But the idea is to stick to Qt API design principle, so it's up to the user of that API to make sure it's used properly.
And we are not REALLY exposing that to JS (where our "users" are) but to C++, where just us devs work.

So, it's actually good to preserve those Qt API principles: makes it easier for other Qt devs out there to join us (if we are so lucky to get MORE contributors).

@ariya
Copy link
Owner

ariya commented Jan 7, 2014

And once (in the near future) we want to have unit tests for our C++ code, it is really weird and annoying to provide a cookie jar instance every time you want to instantiate a WebPage for the tests.

@jrollinson
Copy link
Author

I have push a commit with that change.

Once you have read through it, I'll squash it.

One thing I noticed was that on a call to setCookieJar in the NetworkAccessManager, the cookie jar passed in has its parent set to be the phantom instance.

Removal of this line leads to segment faults in the code.
Is this exactly what we wish the code to be doing?

@jrollinson
Copy link
Author

Ok, after closer inspection I see that QNetworkAccessManager sets itself as the parent of the cookie jar. By setting the phantom singleton as the parent of the cookie jar, the cookie jar will not be deleted with the QNetworkAccessManager.

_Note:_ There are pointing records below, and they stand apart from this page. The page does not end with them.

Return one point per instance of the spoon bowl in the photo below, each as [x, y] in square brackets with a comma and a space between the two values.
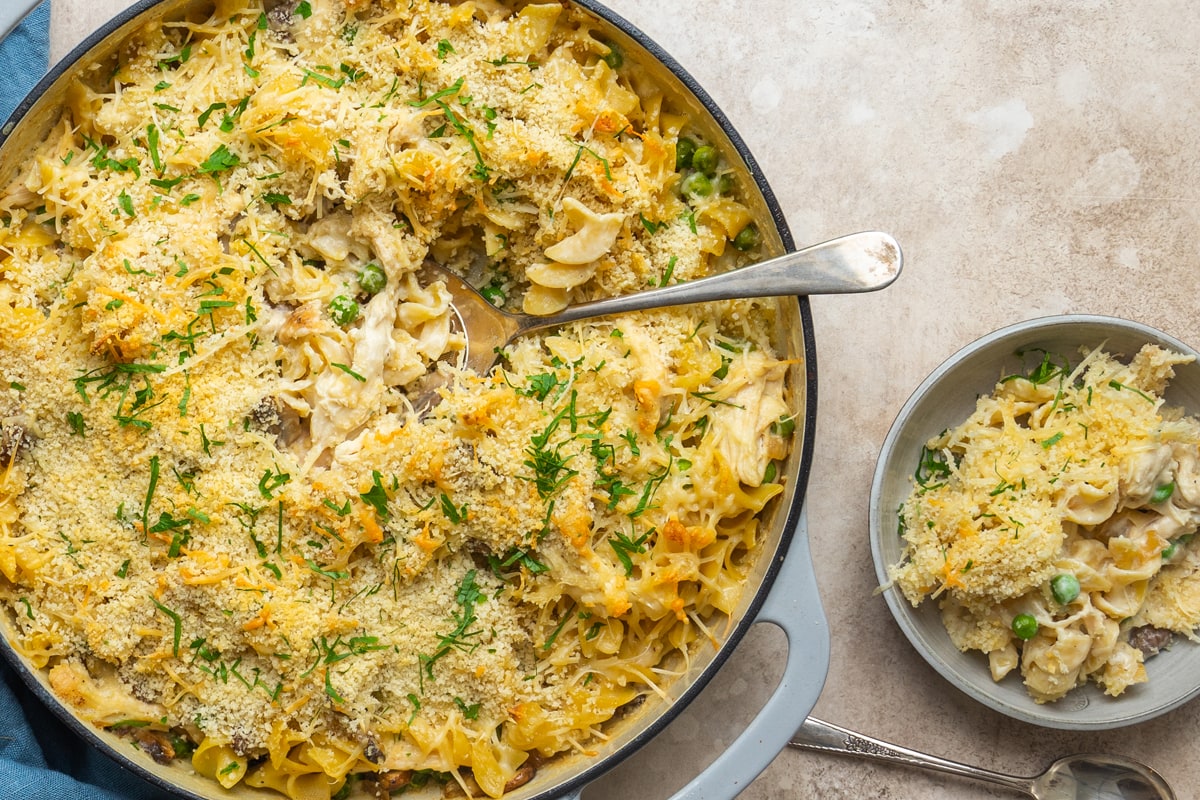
[862, 262]
[1073, 777]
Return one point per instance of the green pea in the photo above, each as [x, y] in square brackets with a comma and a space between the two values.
[696, 185]
[1065, 588]
[613, 58]
[343, 310]
[493, 294]
[705, 160]
[685, 149]
[748, 238]
[372, 278]
[1025, 626]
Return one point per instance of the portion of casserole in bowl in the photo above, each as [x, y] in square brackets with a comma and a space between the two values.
[229, 530]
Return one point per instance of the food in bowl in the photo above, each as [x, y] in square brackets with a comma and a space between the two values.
[229, 527]
[1054, 524]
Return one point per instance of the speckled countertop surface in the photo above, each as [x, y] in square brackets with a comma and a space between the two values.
[1031, 157]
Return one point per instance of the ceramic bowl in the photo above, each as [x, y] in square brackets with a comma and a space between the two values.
[946, 398]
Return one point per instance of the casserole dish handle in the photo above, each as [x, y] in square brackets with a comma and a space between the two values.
[793, 606]
[12, 12]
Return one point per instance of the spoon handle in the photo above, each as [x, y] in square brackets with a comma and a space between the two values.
[827, 738]
[862, 262]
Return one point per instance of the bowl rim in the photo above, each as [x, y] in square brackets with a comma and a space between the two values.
[903, 612]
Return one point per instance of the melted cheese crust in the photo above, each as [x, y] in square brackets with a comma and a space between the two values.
[1069, 474]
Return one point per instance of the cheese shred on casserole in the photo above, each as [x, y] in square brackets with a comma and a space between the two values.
[231, 527]
[1054, 524]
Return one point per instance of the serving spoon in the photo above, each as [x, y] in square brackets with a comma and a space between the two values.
[1073, 777]
[862, 262]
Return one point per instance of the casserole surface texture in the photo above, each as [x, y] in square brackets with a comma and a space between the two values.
[229, 525]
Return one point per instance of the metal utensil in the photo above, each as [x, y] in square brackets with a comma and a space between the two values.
[863, 262]
[1074, 777]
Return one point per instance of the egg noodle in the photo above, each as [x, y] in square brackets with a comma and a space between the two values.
[1053, 524]
[232, 524]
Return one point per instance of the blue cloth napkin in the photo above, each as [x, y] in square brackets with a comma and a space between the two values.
[24, 56]
[40, 757]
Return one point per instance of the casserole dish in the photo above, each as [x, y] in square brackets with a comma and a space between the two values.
[94, 61]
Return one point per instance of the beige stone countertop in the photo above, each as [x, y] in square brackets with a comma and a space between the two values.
[1032, 158]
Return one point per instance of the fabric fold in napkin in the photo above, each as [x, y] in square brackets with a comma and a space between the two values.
[40, 757]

I am pushing a commit with a change to the comments reflecting that CookieJar is not a singleton anymore.

@detro
Copy link
Collaborator

detro commented Jan 8, 2014

@jtrollinson Crap! That is a bit of a pickle I think.
The fact is that the CookieJar ownership, by default, was taken by the NAM (as you figured out).

This was because, when deleted, the NAM would cleanup the memory of the Jar.
That makes sense in a "normal" browser, as you want to get rid of them at the same time: 1 NAM per browser, and that NAM used 1 jar.

Now we are introducing a much more (potentially complex) scenario.
In the current PhantomJS, closing a page will:

  • free the page's memory
  • free the nam's memory
  • let the jar stay, as it can be used by other pages

This is all driven by the QtObject parental relationship-memory handling thingy (I'm sure this thing has a name by it's 7:30am and I'm still asleep).

Now, we want that:

  • default behaviour is maintained if the the cookiejar API are not used
  • ??? when the new cookiejar API are used

I marked the new behaviour ??? for the memory because, well, we might end up creating a custom-designed-memory-leaker.

If we keep the relationship like this ("jars belong to phantom") means that those scripts that run MANY pages, and dispose of them, if they decide to use CookieJars (for session isolation), all those JARs will never be deleted, until Phantom is closed. => MEMORY LEAK

At this time of the day, I see 2 options for us:

  • either we add an API to the CookieJar to dispose of it (at least the user can avoid Leaks if she uses the API right)
  • or we assign ownership of every "new" cookiejar (aka the one created with this new API) to the Page they are assigned, while keeping the "default" cookiejar to Phantom

The second option though is bad for a couple of reasons

  1. can still leak memory (i.e. jar created but not assigned to a page)
  2. it would prevent cookiejar reuse cross-page instance

Sorry if this got too long.
What do you think?

@jrollinson
Copy link
Author

My idea was to use cookieJar.close() to delete cookie jars, because the user is the only one who knows if the cookie jar is going to be used again in the future.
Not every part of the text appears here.